サンチェスは1季のみの契約。すでに開幕しているシーズンでは「(デビューがいつかは)まだわかりませんが、来週には出られればいいなと思っています」「私にとっての初戦を楽しみにしています」と、早期の試合出場を目指す。
連続攻撃と戦略的なキックをバランスよく織り交ぜたい今季のチームにあって、22歳の高本幹也らとポジションを争う。新しい同僚には他に、南アフリカ代表31キャップのチェスリン・コルビ、日本代表55キャップの松島幸太朗といった世界的なランナーが並ぶ。
一方、加盟する国内リーグワン1部でも各クラブが世界的選手を揃える。
1月6日の第4節で、サンゴリアスはコベルコ神戸スティーラーズとぶつかる。サンチェスは相手の擁するニュージーランド代表経験者の名を挙げ、東京・秩父宮ラグビー場での対決を心待ちにしていた。
「いま控えているスティーラーズ戦はタフですね。アーディ・サヴェア、ナニ・ラウマペ、ブロディ・レタリックと、対戦経験のある選手がいて、(戦うのが)楽しみ。一番、大切なのは、できる限りチームのプレーを覚え、適応することです。それをすることで来週、もしくはその翌週にプレーする機会が生まれると思います。自分の経験、エネルギーをチームと共有し、(周りを)鼓舞できればと思います」
会見があったこの日は、クラブハウスの大掃除に参加したようだ。「自分にとっては初めて(の体験)」と、日本の風習を楽しんでいた。

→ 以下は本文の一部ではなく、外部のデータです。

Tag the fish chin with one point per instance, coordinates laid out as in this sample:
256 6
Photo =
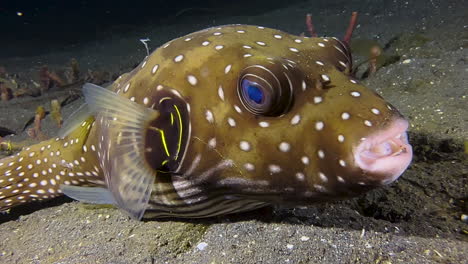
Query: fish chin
385 154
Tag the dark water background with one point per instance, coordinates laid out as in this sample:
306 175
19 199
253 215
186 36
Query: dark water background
55 25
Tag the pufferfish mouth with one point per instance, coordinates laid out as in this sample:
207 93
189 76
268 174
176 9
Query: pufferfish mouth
386 153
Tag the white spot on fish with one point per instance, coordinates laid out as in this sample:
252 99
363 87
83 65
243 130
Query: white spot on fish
345 116
127 87
178 58
323 177
249 166
274 168
319 125
321 154
244 145
155 69
227 69
209 116
263 124
295 120
284 147
341 138
342 163
212 143
325 78
231 122
221 92
300 176
261 43
317 99
192 80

「また、祖国では室内でも靴を履きますが、日本でそれをするのは違うと感じました。人の家にあがる時、クラブハウスに来た時は、外履きを脱いで違う靴に履き替えています。できる限り、様々な形で日本文化を学べたら」
5月までのシーズンを通し、組織にどれだけの相乗効果をもたらすだろうか。